Alguns leitores podem argumentar que não há nada naquela história para ser decifrado. Mas há sim, pois a narrativa é em primeira pessoa. É um testemunho pessoal do personagem: é ele quem escreve tudo o que viveu, porque está vivo, ou esteve por um tempo, o suficiente para escrever sua história, em algum lugar. Não hesito em afirmar que, no deserto do seu drama, ele tomou outra direção, se corrompeu de todo, pois todo homem tem seu preço, que se mede ou em dinheiro ou em oportunidades. Neste sentido, no desfecho, foi oferecida a Ivan uma nova chance, e ele a agarrou, destituído de seu último fiapo de moral: quem suja as mãos uma vez suja duas.
O argumento de O invasor, que constituiu a base do filme homônimo de Beto Brant, uma das melhores produções brasileiras do final dos anos 1990, põe em pauta a afirmação — terrível — de que qualquer problema no Brasil pode, com proveito, ser resolvido a bala. O diálogo entre as partes faz perder tempo e dinheiro, e não passa de um vício socrático. Se alguém não concorda com você ou o está atrapalhando, elimine-o. Com isso, você ganhará tempo e economizará dinheiro, pois um matador de terceira categoria faz o serviço por qualquer trocado — e vida que segue. É assim entre parentes, entre vizinhos, políticos, sócios. Os jornais, a tevê e a internet estão cheios de histórias parecidas, cunhadas com base nesta fórmula.
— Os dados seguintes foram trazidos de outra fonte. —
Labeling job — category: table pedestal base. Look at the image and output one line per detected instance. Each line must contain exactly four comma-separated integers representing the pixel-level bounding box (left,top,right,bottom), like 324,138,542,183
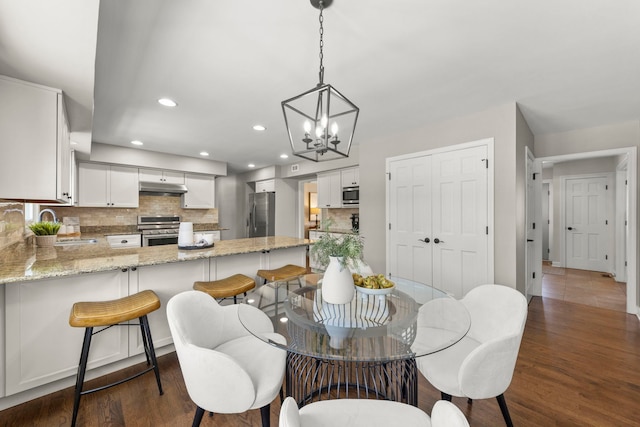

E não foi de outro modo que Alaor (Giba, no filme) e Ivan decidiram resolver suas diferenças com Estêvão, sócio de ambos na construtora Araújo & Associados. Pagaram a Anísio para resolver seu problema, matando Estêvão. Só não contavam com o fato de que Anísio, depois, também se tornaria um problema, ao invadir suas vidas. E agora, quem vai matar quem? Retrato de nossa época, e não apenas no Brasil, O invasor é, além de uma ágil narrativa policial, um ótimo exame de quem somos nas situações extremas do cotidiano. Alguns (talvez a maioria) ainda preferem o diálogo, o acerto de contas verbal, mas há quem prefira encomendar um corpo, como se telefonasse e pedisse uma pizza.
Um comentário:
Li o livro. Muito bom. E estes que preferem "encomendar um corpo, como se telefonasse e pedisse uma pizza" estão aumentando, vertiginosamente. Abraço, Mayrant.